Здесь я должен на минуту прервать цитирование Пруста, ибо в момент переписывания этого текста я почувствовал примерно то же самое, что почувствовал Пруст, когда крошки бисквитного пирожного коснулись его нёба. Но если вкус пирожного пробудил в Прусте воспоминания о Комбре, то при переписывании прустовского текста мне вспомнился «Трактат о пользе превратности любви», написанный мною полвека назад и излагающий теорию серой плоскости существования и голубой глубины бытия. Собственно говоря, ситуация, описанная Прустом, может рассматриваться как наглядная иллюстрация этой теории, согласно которой плоскость существования, образованная нашими делами и поступками, как тончайшая пленка, покрывает бездонную глубину бытия. Несмотря на то что плоскость существования находится непосредственно над глубиной бытия, между той и другой нет никаких точек соприкосновения, ибо на плоскости существования действуют грамматические законы, а в глубинах бытия грамматика утрачивает всякую силу. Но порой на плоскости существования может образоваться прорыв, сквозь который, благодаря прекращению действия грамматических законов, становится видна бездонная глубина бытия, порождающая всемогущую радость.

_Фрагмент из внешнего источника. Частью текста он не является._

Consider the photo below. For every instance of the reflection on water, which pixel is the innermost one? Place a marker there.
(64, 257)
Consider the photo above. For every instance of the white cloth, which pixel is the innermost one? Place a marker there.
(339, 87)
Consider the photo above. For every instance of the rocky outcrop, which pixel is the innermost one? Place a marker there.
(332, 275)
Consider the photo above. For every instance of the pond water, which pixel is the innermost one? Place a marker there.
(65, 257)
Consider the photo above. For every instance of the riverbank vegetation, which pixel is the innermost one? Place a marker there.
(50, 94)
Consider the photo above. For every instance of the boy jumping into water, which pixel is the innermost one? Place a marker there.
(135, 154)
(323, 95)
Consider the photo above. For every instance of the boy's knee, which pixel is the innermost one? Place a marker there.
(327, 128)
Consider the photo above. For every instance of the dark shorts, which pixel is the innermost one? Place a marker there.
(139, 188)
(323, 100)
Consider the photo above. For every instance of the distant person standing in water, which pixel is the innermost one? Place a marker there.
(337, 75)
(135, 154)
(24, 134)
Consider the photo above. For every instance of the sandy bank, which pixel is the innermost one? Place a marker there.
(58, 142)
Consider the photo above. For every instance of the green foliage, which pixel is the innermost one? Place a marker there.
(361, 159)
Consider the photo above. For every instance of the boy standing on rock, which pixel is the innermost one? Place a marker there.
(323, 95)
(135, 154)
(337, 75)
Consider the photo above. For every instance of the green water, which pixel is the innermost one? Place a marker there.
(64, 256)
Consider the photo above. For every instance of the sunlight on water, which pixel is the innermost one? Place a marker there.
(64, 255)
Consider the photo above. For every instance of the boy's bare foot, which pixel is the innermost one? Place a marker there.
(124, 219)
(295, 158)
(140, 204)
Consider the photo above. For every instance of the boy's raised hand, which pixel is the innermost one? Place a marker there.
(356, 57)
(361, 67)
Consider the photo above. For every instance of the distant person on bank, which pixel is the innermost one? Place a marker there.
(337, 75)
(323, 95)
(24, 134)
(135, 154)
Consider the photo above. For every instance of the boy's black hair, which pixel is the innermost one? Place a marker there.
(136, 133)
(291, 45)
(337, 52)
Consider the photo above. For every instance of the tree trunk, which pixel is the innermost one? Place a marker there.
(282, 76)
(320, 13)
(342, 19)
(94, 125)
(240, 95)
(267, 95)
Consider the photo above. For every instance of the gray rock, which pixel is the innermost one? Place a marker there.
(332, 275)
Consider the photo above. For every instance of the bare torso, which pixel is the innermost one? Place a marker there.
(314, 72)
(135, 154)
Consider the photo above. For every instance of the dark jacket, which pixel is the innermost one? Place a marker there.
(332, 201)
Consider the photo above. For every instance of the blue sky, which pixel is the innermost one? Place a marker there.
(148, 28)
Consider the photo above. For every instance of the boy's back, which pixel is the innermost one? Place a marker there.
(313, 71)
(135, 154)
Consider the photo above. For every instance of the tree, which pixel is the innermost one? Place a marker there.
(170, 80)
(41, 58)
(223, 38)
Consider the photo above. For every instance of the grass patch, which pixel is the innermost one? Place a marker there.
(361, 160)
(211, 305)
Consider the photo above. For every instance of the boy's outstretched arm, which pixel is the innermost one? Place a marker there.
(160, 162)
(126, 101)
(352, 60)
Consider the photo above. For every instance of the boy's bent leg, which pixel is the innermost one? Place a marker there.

Удрученность мрачным сегодняшним днем и ожидание безотрадности завтрашнего дня образуют плоскость существования, на которой находится Пруст. Кажется, что ложечка чая с кусочком бисквита полностью вписывается в эту плоскость и не нарушает последовательности, подчиняющейся грамматическим законам. Во всяком случае, для стороннего наблюдателя мрачность сегодняшнего дня, безотрадность дня завтрашнего и кусок бисквита с ложечкой чая представляются явлениями одного порядка, образующими грамматическую последовательность событий, расположенных на плоскости существования. Однако для Пруста эта ситуация видится совсем по-другому: вкус бисквитного пирожного выпадает из последовательности, подчиняющейся грамматическим законам, ибо в нем заключена такая всемогущая радость, которая не может быть втиснута в плоскость существования. Эта всемогущая радость настолько всеобъемлюща и настолько всепроникающа, что, несмотря на свою очевидную связь со вкусом бисквита, она не может быть сведена к этому вкусу и не может быть объяснена с помощью плоскостных грамматических законов. Сознание, привязанное к плоскости существования, не может понять, откуда приходит эта радость, что она означает, и – самое главное – оно никогда не догадается о том, как можно удержать эту радость в себе. Именно с этого непонимания начинается путь поиска.